SAN FRANCISCO–The concept of threat modeling has evolved quite a lot in the last few years, moving from an activity that massive software companies such as Microsoft and Google use to anticipate and defend against potential threats to their products to something that many smaller organizations practice. Starting a threat modeling system can seem daunting, but the good news is that there’s no one right way to do it, just the right way for a given organization.
Microsoft has been using some form of threat modeling internally for many years now and the company’s security group has spent a lot of time speaking publicly about the benefits of the practice and advocating for wider adoption of it. Adam Shostack, a program manager in Microsoft’s Trustworthy Computing group, has been one of the main proponents of threat modeling’s use, and he said that he’s reached the conclusion that threat modeling is not one defined set of methods or principles but a fluid and dynamic way of reducing security risks to products and services.
“I now think of threat modeling like Legos. There are things you can snap together and use what you need,” he said during a talk at the RSA Conference here Wednesday. “There’s no one way to threat model. The right way is the way that fixes good threats.”

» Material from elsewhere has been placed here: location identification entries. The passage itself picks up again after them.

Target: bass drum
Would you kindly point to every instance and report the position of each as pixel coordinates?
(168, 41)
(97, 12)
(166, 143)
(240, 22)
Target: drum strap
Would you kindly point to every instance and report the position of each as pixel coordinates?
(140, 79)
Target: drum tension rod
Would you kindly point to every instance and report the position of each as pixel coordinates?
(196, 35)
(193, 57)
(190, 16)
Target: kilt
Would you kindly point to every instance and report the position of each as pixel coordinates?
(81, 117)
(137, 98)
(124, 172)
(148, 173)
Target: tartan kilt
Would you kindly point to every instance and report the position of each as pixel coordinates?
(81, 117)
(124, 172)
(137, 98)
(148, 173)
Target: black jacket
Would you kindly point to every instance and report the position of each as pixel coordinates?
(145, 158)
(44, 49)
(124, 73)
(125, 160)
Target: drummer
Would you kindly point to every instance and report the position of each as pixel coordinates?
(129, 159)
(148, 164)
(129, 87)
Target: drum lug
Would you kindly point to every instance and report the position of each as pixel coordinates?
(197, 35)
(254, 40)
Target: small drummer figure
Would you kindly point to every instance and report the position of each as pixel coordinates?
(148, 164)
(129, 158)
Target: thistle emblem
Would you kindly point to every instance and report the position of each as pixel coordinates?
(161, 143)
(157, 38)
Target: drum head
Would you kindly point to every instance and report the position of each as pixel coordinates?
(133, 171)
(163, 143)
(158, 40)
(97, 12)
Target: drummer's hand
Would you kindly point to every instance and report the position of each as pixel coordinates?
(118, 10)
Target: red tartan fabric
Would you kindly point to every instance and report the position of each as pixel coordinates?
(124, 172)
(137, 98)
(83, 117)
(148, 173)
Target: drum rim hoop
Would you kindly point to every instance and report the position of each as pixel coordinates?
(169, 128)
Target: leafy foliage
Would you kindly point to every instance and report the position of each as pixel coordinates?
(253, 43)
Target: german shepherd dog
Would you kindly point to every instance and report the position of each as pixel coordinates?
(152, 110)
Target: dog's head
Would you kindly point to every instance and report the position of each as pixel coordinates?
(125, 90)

Security experts often will tell developers that in order to build defensible and resilient products, they need to think like an attacker. That is, look at the product or system the way that a potential adversary would see it, find the weak spots that are ripe for exploitation and correct them. But Shostack said that isn’t exactly the most useful advice.
“Being told to think like an attacker is like being told to think like a professional chef,” said Shostack, who recently published a new book on the topic, Threat Modeling: Designing for Security. “A lot of security people like to cook, but if someone told you to go to the store and buy enough chickens for a restaurant that seats 78 people and turns over three times a night, you’d have no idea what to do.”

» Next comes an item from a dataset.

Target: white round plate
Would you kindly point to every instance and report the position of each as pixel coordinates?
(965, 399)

As with nearly everything in security these days, there are a number of methodologies, models, checklists and other aids designed to help organizations implement threat modeling. Those tools can be useful and have their places, Shostack said, but none of them should be seen as the perfect answer. Rather, use them as part of the process of putting building blocks in place as you construct a threat modeling program.

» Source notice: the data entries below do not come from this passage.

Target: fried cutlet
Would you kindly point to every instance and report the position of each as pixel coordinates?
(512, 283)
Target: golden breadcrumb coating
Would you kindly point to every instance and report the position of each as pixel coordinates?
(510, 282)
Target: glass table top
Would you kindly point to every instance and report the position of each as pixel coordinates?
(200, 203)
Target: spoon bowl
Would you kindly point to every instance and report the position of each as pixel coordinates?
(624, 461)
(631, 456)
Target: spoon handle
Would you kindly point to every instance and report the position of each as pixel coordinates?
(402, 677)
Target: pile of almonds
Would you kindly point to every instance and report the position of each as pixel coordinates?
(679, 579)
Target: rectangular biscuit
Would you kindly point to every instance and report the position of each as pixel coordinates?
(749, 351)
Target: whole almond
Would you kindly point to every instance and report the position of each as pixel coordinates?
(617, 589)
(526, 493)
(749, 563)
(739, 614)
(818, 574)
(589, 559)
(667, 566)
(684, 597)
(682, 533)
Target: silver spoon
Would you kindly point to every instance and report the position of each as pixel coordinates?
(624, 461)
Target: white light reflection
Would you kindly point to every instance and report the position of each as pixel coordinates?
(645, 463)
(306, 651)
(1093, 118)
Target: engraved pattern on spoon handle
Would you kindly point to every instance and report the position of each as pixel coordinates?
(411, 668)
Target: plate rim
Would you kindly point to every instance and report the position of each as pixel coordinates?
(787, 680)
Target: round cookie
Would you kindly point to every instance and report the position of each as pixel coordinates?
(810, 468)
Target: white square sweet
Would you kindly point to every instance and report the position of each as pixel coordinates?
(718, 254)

“We want to focus on finding good threats. Use your assets and the actions of attackers to make threats real,” he said. “It’s hard to go from a checklist to a broader system. You have to think about threat modeling your software as an end-to-end process.”
Of course, even the best and most well-constructed threat modeling program still has to deal with the most unpredictable and dangerous threat to the product: the end user. Trying to predict how users will misuse, abuse and break a piece of software is a fool’s errand, but Shostack said it’s still up to the professionals to put their products in the best position to survive in today’s environment.
“To tell people that they can’t use their computers for what they want it a battler we’re going to lose over and over again,” he said. “People don’t buy their computers to be secure. They buy them to watch dancing babies.”